Busch represents litigants controlling roughly 2,500 musical compositions, some with hundreds of millions of Spotify plays.
Others were less willing to go on the record. But a number of publishers and songwriters speaking to Digital Music News are crying foul. That includes accusations that major publishers are ramming through legislation that benefits themselves — and no other publishers. “The NMPA doesn’t care about statutory damages, because they already got paid,” one source noted. “So they’re happy to give them up.”
“But giving them up is not a concession [from the NMPA]. They are giving them up to get the DSPs [i.e., Spotify and Apple] to sign off on the bill that contains additional legislation that solely benefits the NMPA and its members at the expense of everyone else.”
And what are those other benefits?
One view is that the NMPA is merely sowing the seeds for another HFA, a company whose reputation took a serious hit after billions in unpaid mechanical rights started surfacing. HFA was once owned by the NMPA, and according to sources, was presented as a solution to Spotify’s emerging mechanical licensing mess.
Years later, it was learned that HFA was paying only a portion of those licenses. The Agency was ultimately sold — leaving Spotify with an even bigger liability nightmare. All of which prompted another meeting with Boss Israelite.
(NMPA’s David Israelite has denied this sequence of events. “HFA did not ‘create’ any of these problems,” Israelite told DMN back in July. “They are not liable, and they are not the infringer.”)
Fast-forward to January of 2018, and critics are charging that ‘HFA II’ is now being constructed — with devious intent.
That’s where this whole thing gets even sneakier, according to critics. According to one clause of the Music Modernization Act, any funds collected by ‘HFA II’ and not claimed automatically revert those properly registered. In fact, the unclaimed money is simply divided by publishing marketshare, even if it involves someone else’s songs.
It’s an arrangement that works perfectly for those sophisticated enough to receive it. Including every single NMPA member.
But even better: ‘HFA II’ gets the NMPA back into the mechanical licensing market, an area they once controlled through HFA (which they sold). “When the NMPA sold HFA, they lost complete control over the mechanical royalty market,” one publishing executive explained.
“Now, [the NMPA] wants that control back, as well as any other financial benefit it can get for its members. So they proposed the Music Modernization act (MMA).”
Actually, under MMA, the updated royalty database system would be built by the streaming platforms themselves. But critics of the bill are wondering why a system has to be reconstructed all over again.
More urgently, they’re wondering why Spotify will still be permitted to play songs that don’t have the proper registration information — especially since that money ultimately flows back to the NMPA.

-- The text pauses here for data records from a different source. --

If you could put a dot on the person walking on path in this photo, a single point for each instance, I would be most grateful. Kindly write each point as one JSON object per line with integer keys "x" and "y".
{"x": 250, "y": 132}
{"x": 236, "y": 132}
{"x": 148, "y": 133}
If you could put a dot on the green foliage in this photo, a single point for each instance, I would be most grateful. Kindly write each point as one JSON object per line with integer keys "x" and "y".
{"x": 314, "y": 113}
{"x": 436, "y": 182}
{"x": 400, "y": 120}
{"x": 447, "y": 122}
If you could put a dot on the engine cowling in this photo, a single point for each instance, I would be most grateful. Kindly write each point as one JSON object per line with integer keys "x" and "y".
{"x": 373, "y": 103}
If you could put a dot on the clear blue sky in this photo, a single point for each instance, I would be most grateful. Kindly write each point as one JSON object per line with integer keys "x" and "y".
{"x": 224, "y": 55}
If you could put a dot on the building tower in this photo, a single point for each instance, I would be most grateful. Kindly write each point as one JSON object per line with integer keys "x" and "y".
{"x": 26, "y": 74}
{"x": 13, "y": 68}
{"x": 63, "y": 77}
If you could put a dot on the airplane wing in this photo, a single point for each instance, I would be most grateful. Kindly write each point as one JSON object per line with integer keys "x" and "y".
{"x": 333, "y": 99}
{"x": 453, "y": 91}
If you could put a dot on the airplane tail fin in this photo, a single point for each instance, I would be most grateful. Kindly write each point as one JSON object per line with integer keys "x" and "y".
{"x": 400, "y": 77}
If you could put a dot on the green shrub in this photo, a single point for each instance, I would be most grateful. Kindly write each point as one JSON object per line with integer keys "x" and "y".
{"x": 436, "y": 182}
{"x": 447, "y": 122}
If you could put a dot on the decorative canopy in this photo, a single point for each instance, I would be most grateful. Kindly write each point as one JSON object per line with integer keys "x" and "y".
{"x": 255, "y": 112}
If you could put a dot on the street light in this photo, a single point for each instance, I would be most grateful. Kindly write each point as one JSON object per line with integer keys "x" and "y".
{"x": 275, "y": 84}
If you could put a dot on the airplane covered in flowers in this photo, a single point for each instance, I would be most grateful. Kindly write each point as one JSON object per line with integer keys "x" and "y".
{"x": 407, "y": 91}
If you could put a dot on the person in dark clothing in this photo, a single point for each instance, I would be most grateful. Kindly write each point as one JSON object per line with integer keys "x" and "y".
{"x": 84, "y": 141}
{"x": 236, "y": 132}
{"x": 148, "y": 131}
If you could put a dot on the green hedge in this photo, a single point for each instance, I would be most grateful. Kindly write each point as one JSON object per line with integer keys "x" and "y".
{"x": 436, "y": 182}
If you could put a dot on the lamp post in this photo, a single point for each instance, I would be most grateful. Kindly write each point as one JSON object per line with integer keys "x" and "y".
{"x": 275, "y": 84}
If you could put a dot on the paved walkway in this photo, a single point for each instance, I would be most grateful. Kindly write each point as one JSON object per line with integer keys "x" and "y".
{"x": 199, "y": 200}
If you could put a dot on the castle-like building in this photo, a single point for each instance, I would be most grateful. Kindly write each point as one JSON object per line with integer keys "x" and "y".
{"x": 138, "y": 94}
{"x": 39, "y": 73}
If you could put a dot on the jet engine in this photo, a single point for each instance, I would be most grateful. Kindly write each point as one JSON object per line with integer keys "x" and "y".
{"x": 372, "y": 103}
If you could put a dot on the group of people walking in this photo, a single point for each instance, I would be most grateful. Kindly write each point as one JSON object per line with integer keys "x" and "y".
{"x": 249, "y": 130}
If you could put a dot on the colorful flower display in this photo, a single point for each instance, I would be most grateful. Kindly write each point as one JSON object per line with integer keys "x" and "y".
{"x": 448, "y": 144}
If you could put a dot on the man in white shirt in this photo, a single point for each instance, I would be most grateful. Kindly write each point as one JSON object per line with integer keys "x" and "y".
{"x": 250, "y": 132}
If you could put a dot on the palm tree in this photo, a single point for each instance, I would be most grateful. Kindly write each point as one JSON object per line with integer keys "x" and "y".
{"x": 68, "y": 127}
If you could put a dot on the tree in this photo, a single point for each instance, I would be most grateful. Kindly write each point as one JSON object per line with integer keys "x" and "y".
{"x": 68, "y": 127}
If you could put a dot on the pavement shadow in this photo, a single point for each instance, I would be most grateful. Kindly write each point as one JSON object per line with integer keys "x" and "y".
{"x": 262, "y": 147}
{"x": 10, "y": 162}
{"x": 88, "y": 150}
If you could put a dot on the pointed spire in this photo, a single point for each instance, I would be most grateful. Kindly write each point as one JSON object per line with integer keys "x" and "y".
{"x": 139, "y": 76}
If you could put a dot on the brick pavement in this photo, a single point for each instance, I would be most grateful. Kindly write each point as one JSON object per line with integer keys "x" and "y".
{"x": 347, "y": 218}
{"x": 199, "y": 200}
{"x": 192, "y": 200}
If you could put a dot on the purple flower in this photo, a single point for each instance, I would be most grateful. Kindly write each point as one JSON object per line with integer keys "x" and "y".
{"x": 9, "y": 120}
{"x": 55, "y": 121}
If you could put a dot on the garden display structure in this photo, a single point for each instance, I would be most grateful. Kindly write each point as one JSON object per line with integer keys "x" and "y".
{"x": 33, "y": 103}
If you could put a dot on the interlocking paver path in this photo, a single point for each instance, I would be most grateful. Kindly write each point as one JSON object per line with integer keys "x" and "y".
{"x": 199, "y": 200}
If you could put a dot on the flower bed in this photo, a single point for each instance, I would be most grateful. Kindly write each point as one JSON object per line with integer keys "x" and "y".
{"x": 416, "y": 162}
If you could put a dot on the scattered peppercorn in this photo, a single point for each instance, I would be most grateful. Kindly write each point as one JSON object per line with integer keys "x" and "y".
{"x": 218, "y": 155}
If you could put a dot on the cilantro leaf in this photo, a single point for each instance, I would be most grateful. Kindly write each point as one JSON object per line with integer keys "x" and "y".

Of course, players like Wixen aren’t happy with any of that. But indie songwriters are also taking note. That includes George Johnson, who recently penned a letter to Representative Doug Collins, an original sponsor of the bill. “The fact that [MMA] takes away the right to sue for copyright infringement should tell you this is not a songwriter friendly bill,” Johnson wrote.
“But David Israelite and Bart Herbison are not songwriters. Only a lobbyist and a former DOJ attorney (who has consent decrees against us).”
Now, the question is what happens to several massive lawsuits filed before the January 1st cut-off date. And, a torrent of suits that could be ahead — regardless of what the Music Modernization Act states.